Catherine Lévesque et Lina Dib
La Presse Canadienne

Mercredi, le ministère de la Santé et des Services sociaux du Québec (MSSS) et le Comité consultatif national de l’immunisation (CCNI) ont publié des communiqués en simultané pour annoncer leurs recommandations de prolonger jusqu’à quatre mois l’intervalle entre les deux doses de vaccin.

« Dès le début de l’opération de vaccination, le Québec a été un précurseur en prenant la décision de reporter la seconde dose de vaccin à l’intérieur d’un délai maximal de 90 jours. Cette stratégie a permis de vacciner davantage de personnes vulnérables au Québec en une plus courte période de temps », peut-on lire dans la déclaration du MSSS.

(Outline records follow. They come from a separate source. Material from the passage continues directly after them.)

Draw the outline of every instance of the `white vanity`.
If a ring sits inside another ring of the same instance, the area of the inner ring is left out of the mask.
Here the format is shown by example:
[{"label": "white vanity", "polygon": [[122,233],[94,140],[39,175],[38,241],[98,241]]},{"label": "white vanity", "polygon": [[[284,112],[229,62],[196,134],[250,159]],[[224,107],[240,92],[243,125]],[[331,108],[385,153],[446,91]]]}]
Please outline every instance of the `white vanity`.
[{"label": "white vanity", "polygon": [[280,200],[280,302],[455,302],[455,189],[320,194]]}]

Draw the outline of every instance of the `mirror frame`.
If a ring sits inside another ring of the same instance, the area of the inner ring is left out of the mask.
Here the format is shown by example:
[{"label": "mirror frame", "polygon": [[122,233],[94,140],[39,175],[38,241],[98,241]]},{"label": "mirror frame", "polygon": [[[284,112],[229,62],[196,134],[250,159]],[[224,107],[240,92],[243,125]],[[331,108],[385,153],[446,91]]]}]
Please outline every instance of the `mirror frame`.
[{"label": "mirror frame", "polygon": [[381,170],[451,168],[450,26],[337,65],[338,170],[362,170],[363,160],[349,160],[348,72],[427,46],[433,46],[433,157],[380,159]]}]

« À la suite d’une nouvelle recommandation de la Santé publique, le Québec offrira la seconde dose de vaccin contre la COVID-19 dans un intervalle de 16 semaines (quatre mois) après l’administration de la première dose, permettant ainsi d’augmenter de façon significative la protection des personnes vulnérables du Québec », ajoute-t-on.

Du côté du CCNI, on reprend environ le même argumentaire. « L’allongement de l’intervalle entre les doses jusqu’à quatre mois permet au CCNI de créer des possibilités de protection de l’ensemble de la population adulte dans un délai court. Cela permettra non seulement de protéger la population adulte, mais aussi de contribuer à l’équité en matière de santé », peut-on lire sur le site du gouvernement du Canada.

Cette décision était attendue par l’Ontario, entre autres, qui attendait l’aval du gouvernement fédéral avant de suivre l’exemple de la Colombie-Britannique qui, elle, avait décidé de prolonger à quatre mois le délai entre la première et la deuxième dose des vaccins dans les derniers jours.

De passage à Montréal, le premier ministre du Québec, François Legault, n’avait que des éloges pour la santé publique du Québec, qui avait pris le risque de prolonger l’intervalle entre les deux doses malgré les avis contraires des fabricants de vaccins.

« Et là, les autres prennent exemple sur le Québec. On n’haït pas ça », a laissé tomber M. Legault dans son allocution.

Des congélateurs normaux pour Pfizer

Un peu plus tôt, Santé Canada a révisé ses directives pour la manipulation du vaccin de Pfizer-BioNTech. Ilpourra, dorénavant, être transporté et entreposé à des températures normales de congélateurs, soit entre -25 et -15 degrés Celsius, pour une période allant jusqu’à deux semaines.

En annonçant ce changement par communiqué, le ministère fédéral a souligné la « plus grande souplesse » que cela apporterait pour la redistribution locale du vaccin.

« Les fioles entreposées ou transportées à des températures entre -25 degrés Celsius et -15 degrés Celsius pour une période allant jusqu’à deux semaines ne peuvent retourner qu’une seule fois aux températures recommandées pour l’entreposage, soit entre -80 degrés Celsius et -60 degrés Celsius », précise-t-on dans le communiqué.

Après vérification, les scientifiques de Santé Canada ont conclu que l’innocuité et l’efficacité du vaccin sont maintenues alors que le produit demeure stable pour une période allant jusqu’à deux semaines à une température moins froide.

Aux États-Unis, la Food and Drug Administration (FDA) en était déjà arrivée à la même conclusion.